JAR mantém a sua linha autoral clara: quase sempre, os seus textos encenam com mestria o gesto da construção — um cenário exuberante, um mundo sensível, um espaço estético ou simbólico — para depois o desfazer subtilmente, revelando que o que lemos é apenas projecção, ilusão, desejo ou ruína. Essa marca é sua e volta a ser aplicada com precisão neste texto, onde o leitor é lentamente conduzido de um paraíso sensorial a uma varanda pequena com um cata-vento de plástico colorido. O gesto não é de denúncia nem de escárnio: é de reconhecimento. E é, por isso, comovente.
É também significativo observar que esta crónica poderia ter sido, com igual eficácia, um dos longos e ácidos poemas do autor, como «a nodosa e ácida crosta dos dejectos» ou «o evangelho segundo este poema». No primeiro, o caos humano apresenta-se em carne viva; no segundo, deambula-se no caos delicado entre o efémero e Deus, como se a fé fosse apenas mais uma invenção para suportar o absurdo. Em «rosa dos ventos», JAR não muda de território: continua a escrever nesse espaço onde a imaginação é tanto um consolo como um castigo, e onde a beleza serve para escorar a verdade — mesmo que essa verdade seja inventada.

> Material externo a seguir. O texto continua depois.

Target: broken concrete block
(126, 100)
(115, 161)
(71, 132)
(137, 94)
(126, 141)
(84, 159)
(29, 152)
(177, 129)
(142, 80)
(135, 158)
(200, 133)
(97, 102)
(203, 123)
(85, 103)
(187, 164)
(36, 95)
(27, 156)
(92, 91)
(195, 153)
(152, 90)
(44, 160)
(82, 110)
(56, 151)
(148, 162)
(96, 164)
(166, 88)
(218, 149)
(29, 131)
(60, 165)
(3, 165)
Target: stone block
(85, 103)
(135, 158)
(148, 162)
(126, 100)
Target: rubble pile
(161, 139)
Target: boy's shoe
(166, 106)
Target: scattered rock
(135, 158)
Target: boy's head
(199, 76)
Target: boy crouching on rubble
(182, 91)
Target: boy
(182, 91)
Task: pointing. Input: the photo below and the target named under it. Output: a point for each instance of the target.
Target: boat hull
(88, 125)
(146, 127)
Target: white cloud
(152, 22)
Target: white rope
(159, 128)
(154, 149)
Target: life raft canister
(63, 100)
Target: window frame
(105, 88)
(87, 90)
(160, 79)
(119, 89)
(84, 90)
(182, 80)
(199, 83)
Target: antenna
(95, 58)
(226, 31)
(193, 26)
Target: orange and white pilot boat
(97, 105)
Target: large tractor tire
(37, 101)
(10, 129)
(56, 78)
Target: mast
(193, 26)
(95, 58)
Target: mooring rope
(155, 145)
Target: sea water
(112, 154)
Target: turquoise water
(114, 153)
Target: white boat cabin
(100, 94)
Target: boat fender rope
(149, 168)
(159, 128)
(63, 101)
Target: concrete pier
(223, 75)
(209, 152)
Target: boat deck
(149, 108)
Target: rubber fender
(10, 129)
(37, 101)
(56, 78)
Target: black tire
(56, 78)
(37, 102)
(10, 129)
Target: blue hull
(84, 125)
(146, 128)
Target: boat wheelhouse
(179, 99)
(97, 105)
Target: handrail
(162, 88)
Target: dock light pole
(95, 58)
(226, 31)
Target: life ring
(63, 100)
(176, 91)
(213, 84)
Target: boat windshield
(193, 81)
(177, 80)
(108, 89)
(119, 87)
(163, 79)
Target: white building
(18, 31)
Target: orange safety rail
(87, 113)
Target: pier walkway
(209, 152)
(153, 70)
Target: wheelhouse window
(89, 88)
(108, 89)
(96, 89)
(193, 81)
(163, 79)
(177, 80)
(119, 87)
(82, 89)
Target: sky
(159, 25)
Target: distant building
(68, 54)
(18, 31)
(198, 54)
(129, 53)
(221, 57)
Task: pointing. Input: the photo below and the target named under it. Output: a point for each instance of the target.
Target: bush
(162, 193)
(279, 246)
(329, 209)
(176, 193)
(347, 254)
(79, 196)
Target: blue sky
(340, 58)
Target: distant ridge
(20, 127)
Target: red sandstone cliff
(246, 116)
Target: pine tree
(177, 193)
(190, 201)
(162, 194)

Por fim, importa sublinhar o cuidado da escrita: há um rigor na construção das imagens, uma persistência na metáfora e uma confiança dirigida ao leitor. O texto não se esgota na personagem; não a explica, não a redime nem a julga. Limita-se a segui-la, a ouvir-lhe o delírio, e a reconhecer nesse delírio uma forma legítima — e literária — de estar no mundo.
É esse reconhecimento que torna este texto tão necessário: porque nele vemos que não há apenas fuga, mas também gesto de criação. E talvez, por momentos, mesmo que só por instantes, a criação nos redima de não termos sabido viver. Espero voltar em breve a ler este texto em «a justa geografia».